I have been thinking much about the nature of memory and forgetting—how nations choose what to remember and what to let fade, how these choices shape our understanding of ourselves and our relationships with others. It seems to me that we have forgotten this history because remembering it would complicate the way we prefer to think about ourselves and our relationship with Bravia. But I am beginning to wonder whether such selective forgetting serves us well or whether it simply stores up misunderstandings that may create problems in the future.

These are large questions, I know, and not ones that either of us can answer definitively. But I wanted you to know that your observations have sparked reflections in me as well, and that you are not alone in wrestling with these matters.

Give my regards to your uncle and tell him that his sister is grateful for the care he is showing you. Tell him also that I have received his most recent letter and will respond to it in detail shortly.

Be well, my son, and write to me soon.

E.S.

P.P.S. — One final thought that I must share, even though it may seem overly sentimental. When you were a small child, perhaps five or six years old, you asked me why different countries had different ways of doing things. Why did some countries have kings and others have different systems? Why did people in different places speak different languages? Why did they eat different foods and wear different clothes?

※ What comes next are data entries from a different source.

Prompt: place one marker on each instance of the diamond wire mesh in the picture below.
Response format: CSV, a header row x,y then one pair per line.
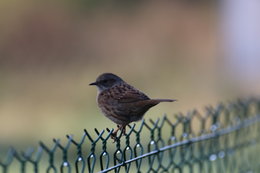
x,y
224,139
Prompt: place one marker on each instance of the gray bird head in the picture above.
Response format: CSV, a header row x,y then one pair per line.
x,y
106,81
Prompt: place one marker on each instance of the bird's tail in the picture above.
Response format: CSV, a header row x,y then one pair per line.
x,y
165,100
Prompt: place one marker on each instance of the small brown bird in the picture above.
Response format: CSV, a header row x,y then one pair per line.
x,y
120,102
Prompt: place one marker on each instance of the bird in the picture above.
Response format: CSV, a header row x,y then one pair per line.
x,y
121,102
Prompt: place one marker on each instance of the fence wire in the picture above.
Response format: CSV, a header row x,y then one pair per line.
x,y
222,139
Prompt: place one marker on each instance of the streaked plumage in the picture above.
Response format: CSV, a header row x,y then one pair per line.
x,y
120,102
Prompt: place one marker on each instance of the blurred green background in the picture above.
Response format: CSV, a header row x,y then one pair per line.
x,y
51,50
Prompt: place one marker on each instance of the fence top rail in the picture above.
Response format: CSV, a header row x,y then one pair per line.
x,y
98,153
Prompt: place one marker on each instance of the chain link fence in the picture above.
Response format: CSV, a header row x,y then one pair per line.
x,y
224,139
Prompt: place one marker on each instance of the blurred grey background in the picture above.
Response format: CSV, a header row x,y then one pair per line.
x,y
199,52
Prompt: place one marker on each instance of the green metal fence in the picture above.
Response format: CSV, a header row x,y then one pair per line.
x,y
222,139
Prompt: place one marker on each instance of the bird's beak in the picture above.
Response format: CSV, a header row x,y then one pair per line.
x,y
94,83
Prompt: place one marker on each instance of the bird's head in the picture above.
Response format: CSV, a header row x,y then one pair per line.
x,y
106,81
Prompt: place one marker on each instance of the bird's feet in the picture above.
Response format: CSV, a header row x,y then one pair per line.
x,y
114,134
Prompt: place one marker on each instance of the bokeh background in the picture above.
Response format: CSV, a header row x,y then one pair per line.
x,y
199,52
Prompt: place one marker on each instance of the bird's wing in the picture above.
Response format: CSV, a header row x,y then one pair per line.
x,y
127,94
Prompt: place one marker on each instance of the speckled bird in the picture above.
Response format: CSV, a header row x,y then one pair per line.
x,y
121,102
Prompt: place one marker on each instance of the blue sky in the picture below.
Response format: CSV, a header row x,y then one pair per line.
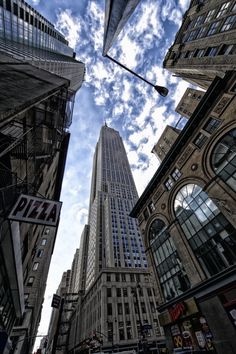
x,y
110,94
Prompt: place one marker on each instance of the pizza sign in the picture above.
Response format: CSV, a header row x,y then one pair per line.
x,y
36,210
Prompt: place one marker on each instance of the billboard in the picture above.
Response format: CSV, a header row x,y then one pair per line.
x,y
36,210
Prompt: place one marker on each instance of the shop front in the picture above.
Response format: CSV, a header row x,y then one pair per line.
x,y
187,328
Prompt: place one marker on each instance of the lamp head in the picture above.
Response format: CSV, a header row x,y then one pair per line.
x,y
163,91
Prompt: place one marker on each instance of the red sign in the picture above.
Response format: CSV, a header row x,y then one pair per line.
x,y
177,310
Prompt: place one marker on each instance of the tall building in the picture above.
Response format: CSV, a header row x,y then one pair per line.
x,y
117,13
189,102
36,107
165,142
205,45
117,300
26,35
187,217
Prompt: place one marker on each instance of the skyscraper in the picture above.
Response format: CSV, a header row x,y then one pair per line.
x,y
117,13
205,45
39,77
27,35
117,301
114,238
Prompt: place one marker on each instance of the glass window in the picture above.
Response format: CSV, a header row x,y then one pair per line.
x,y
210,16
224,159
223,9
211,51
169,184
211,125
30,281
226,49
202,32
200,140
213,28
228,24
44,241
198,215
35,266
172,276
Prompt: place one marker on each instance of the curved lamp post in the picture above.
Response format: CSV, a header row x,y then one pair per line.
x,y
163,91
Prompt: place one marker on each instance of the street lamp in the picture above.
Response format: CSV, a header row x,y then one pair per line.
x,y
134,292
163,91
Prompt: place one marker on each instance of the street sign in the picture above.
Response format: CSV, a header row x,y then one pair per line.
x,y
36,210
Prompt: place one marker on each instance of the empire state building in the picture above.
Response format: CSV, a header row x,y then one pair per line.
x,y
117,301
114,238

I told you then what I still believe: that the world is large enough for many different ways of being human, and that each people develops ways that make sense for their own circumstances and history. I told you that no one way is right for everyone, but that each way might be right for the people who developed it. I told you that our job is not to judge other peoples’ ways but to understand them, to appreciate what is good in them, and to recognize that difference is not the same as inferiority.

You nodded seriously, as you always did when thinking about something carefully, and you said, “So we should be friends with people who are different from us?”

“Yes,” I told you, “we should try to be friends, or at least to be respectful neighbors who wish each other well even when we don’t fully understand each other.”

I remembered this conversation as I read your letter from Cape Esperance, and I thought about how that small child has become a young man grappling with exactly these questions but in contexts far more complex and consequential than I could have imagined when you asked them so innocently.

I still believe what I told you then, Lysander. The world is large enough for many different ways of being human. Our task is not to make everyone like us or to become like everyone else, but to find ways to live together with mutual respect even across profound differences. This is the work of diplomacy, and it is work that matters deeply in a world where our fates are increasingly intertwined whether we wish them to be or not.

Your work in Bravia is part of this larger task of learning to be respectful neighbors in a diverse world. I am proud that you are contributing to this important work, and I have faith that you will do it well.

Now I really must close, or this letter will become a book and the postage will cost more than we can afford!